從房東那裡領到鑰匙,馮素素抱著孩子進了唯一的卧室,直接倒在床上睡了過去。丫鬟見狀,咬了咬牙,開始收拾起屋子來。知道姑娘現在沒出奶水,孩子要吃奶,她先想方設法熬了米粥,舀了一碗濃濃的米湯,待孩子哭泣時,一勺一勺地餵給孩子。
榮府這邊,自從早上看到一隊又一隊士兵從榮寧大街經過,賈赦整個上午就躲在門后偷偷看著外面,從榮寧大街這邊過去,下一條街還有幾戶人家,不是公侯伯爵之家,也就是朝中三四品官員之家,待看到士兵們抬著一台又一台擔子從門前經過,又抄完了家,抓這些犯官家眷經過,賈赦就在嘖嘖稱嘆。
「沒有那個能力就別跟著摻和,心比天高命比紙薄,幸好我還有自知之明。」他大肆感嘆,林管家和賴管家兩人現在無比慶幸,幸好榮府好好的,否則外面那些人的遭遇就是他們的遭遇。
在神識下一直關注著外面發展的紅葉聽到賈赦這話,不由得搖了搖頭,人一旦自戀起來就特別嘚瑟,不過賈赦這種嘚瑟還挺可愛的。
就在這時,紅葉看到一輛馬車急急地停在了府門前,只見賈思瑤從馬車上跳了下來,她三兩步走到儀門的位置。
「開門,是我。」
賈赦吃一驚,這不是大姐嗎?她怎麼這個時候回來?
林管家和賴管家兩人一同打開儀門的門栓,賈思瑤推開門,擠了進來,一看到賈赦便急切地說道:「大弟,齊幀被抓走了。」
賈赦眨了眨眼,然後撓了撓頭,齊幀?醒過神來,他目光倏地一驚,「只帶走齊幀一人嗎?越哥兒和外甥女呢?」
賈思瑤緊咬唇搖頭:「只帶走齊幀一人,也沒對我們家做什麼。」她猶豫了一下,疑惑道:「京中那麼多人被抄家,齊幀這事到底是怎麼回事?」
賈赦腦袋轉得很快,知道齊幀肯定是被牽連了,當然他也不算牽連,以前他也確實是太子一方的人。只是齊幀必定在家呆了兩年,什麼都沒有干,他起初是幫凶,但是現在論罪的話應當是知情不報。

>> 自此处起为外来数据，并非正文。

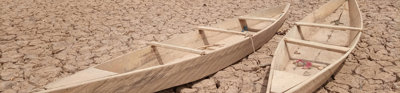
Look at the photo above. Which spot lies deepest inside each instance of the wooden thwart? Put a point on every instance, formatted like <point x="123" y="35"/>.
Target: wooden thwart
<point x="256" y="18"/>
<point x="328" y="26"/>
<point x="179" y="48"/>
<point x="317" y="45"/>
<point x="220" y="30"/>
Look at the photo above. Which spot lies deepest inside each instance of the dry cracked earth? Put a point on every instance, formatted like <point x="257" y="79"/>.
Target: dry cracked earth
<point x="44" y="40"/>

「大姐,你先回去,齊家還等著你坐鎮,齊幀的事情我來處理,放心,頂多齊幀吃點苦,受點罰,一定會活著出來。」
賈思瑤心裡一咯噔,大弟這話就是變相地告訴他,齊幀這事與太子有關,他不是攤在家兩年了嗎?她很肯定他與太子沒有絲毫聯繫,如何與太子這事扯上關係?
齊家還人心惶惶,賈思瑤確實不能在榮府多待,她向賈赦道謝,之後便又急匆匆地回齊家了。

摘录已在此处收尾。